Improving Op Performance

Consider using a scalable memory allocator

A memory allocator receives requests from the user application for memory (via malloc()) and responds with the address of a memory location that can be used by the application. When the application has finished with the memory it can return this memory to the allocator (via free()). Given the central role memory plays in most applications the performance of the memory allocator is of critical importance.

Most general purpose allocators that ship with operating system and the C Standard Library implementations can suffer from a number of pitfalls when used within highly multithreaded applications:

  • More requests to the operating system for blocks of memory than required. Each request to the operating system results in a system call which requires the CPU on which the request is made to switch to a higher privilege level and execute code in kernel mode. If an allocator makes more requests to the operating system to allocate memory than is required the application’s performance may suffer.

  • Use of concurrency primitives for mutual exclusion. Many general purpose allocators weren’t designed for use in multithreaded applications and to protect their critical sections, mutexes or other concurrency primitives are used to enforce correctness.

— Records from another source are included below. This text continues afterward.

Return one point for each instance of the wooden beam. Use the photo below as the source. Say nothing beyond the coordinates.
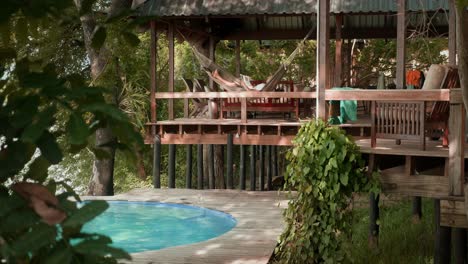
(395, 180)
(157, 162)
(253, 167)
(170, 37)
(229, 153)
(338, 51)
(238, 65)
(401, 45)
(153, 69)
(211, 53)
(356, 94)
(188, 173)
(456, 169)
(243, 167)
(452, 33)
(453, 214)
(323, 47)
(200, 166)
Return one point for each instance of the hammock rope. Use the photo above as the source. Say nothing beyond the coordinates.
(228, 82)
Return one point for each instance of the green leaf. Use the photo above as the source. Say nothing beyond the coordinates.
(41, 123)
(38, 169)
(60, 255)
(49, 148)
(78, 131)
(98, 37)
(39, 236)
(86, 6)
(89, 211)
(131, 39)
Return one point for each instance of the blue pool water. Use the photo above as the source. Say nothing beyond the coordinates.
(142, 226)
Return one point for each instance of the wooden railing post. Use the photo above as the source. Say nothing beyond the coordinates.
(456, 169)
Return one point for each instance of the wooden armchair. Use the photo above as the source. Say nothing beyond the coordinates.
(413, 120)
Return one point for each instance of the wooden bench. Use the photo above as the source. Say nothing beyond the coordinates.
(278, 105)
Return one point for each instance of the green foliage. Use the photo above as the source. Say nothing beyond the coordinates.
(325, 169)
(48, 111)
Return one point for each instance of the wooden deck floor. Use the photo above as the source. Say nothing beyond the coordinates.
(252, 240)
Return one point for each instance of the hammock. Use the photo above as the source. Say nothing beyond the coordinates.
(230, 83)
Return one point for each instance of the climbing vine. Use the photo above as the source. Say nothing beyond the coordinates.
(325, 168)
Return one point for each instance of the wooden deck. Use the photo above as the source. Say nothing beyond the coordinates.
(252, 240)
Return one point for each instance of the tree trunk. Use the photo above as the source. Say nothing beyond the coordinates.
(103, 168)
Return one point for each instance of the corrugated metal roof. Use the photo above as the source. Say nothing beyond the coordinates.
(164, 8)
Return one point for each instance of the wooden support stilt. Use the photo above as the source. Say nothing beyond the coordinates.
(242, 169)
(338, 50)
(374, 212)
(268, 169)
(188, 173)
(253, 168)
(211, 183)
(157, 162)
(171, 173)
(416, 210)
(442, 241)
(261, 173)
(452, 33)
(229, 150)
(323, 57)
(200, 166)
(401, 45)
(170, 38)
(275, 161)
(456, 170)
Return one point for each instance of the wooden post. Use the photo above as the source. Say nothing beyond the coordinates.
(157, 162)
(374, 211)
(416, 210)
(212, 57)
(211, 183)
(238, 65)
(269, 172)
(188, 173)
(171, 173)
(443, 238)
(153, 70)
(275, 161)
(170, 37)
(323, 37)
(338, 50)
(452, 33)
(456, 168)
(229, 153)
(200, 166)
(262, 167)
(401, 45)
(242, 168)
(253, 168)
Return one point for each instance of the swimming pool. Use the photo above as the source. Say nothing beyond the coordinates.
(142, 226)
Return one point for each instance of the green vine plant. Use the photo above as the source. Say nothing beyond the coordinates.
(325, 169)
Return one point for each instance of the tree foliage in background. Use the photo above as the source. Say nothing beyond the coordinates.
(325, 168)
(48, 109)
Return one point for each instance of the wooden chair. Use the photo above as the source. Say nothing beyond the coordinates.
(413, 120)
(278, 105)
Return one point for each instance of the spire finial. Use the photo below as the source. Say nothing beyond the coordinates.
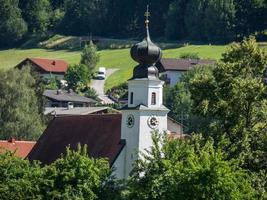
(147, 15)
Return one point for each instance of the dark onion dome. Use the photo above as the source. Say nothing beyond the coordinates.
(146, 52)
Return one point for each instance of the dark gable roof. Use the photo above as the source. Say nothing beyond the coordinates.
(20, 148)
(173, 64)
(66, 96)
(101, 133)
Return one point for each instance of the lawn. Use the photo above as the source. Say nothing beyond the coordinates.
(119, 59)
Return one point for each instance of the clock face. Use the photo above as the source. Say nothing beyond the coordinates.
(153, 122)
(130, 121)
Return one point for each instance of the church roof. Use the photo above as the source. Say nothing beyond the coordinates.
(143, 107)
(101, 133)
(67, 96)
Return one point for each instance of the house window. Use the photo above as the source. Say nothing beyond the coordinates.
(131, 98)
(153, 98)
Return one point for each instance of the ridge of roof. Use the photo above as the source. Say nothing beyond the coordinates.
(101, 133)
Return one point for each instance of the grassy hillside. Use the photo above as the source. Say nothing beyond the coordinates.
(111, 58)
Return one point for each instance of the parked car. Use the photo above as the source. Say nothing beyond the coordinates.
(101, 73)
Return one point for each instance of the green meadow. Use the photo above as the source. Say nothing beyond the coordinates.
(118, 58)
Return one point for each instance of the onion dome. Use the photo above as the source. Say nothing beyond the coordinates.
(146, 52)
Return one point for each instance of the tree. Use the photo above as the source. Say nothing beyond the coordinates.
(90, 57)
(77, 76)
(187, 169)
(12, 26)
(19, 108)
(37, 14)
(73, 176)
(233, 98)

When used in highly multithreaded applications the use of mutexes (either directly or indirectly) can negatively impact the application’s performance.

The general purpose allocator, used on most GNU/Linux operating systems is ptmalloc2 or a variant of it. Whilst ptmalloc2 exhibits low memory overhead it struggles to scale as requests are made from multiple threads. Therefore, if profiling indicates your scene is spending a significant portion of time in calls to malloc()/free() you may consider replacing the general purpose allocator with a scalable alternative.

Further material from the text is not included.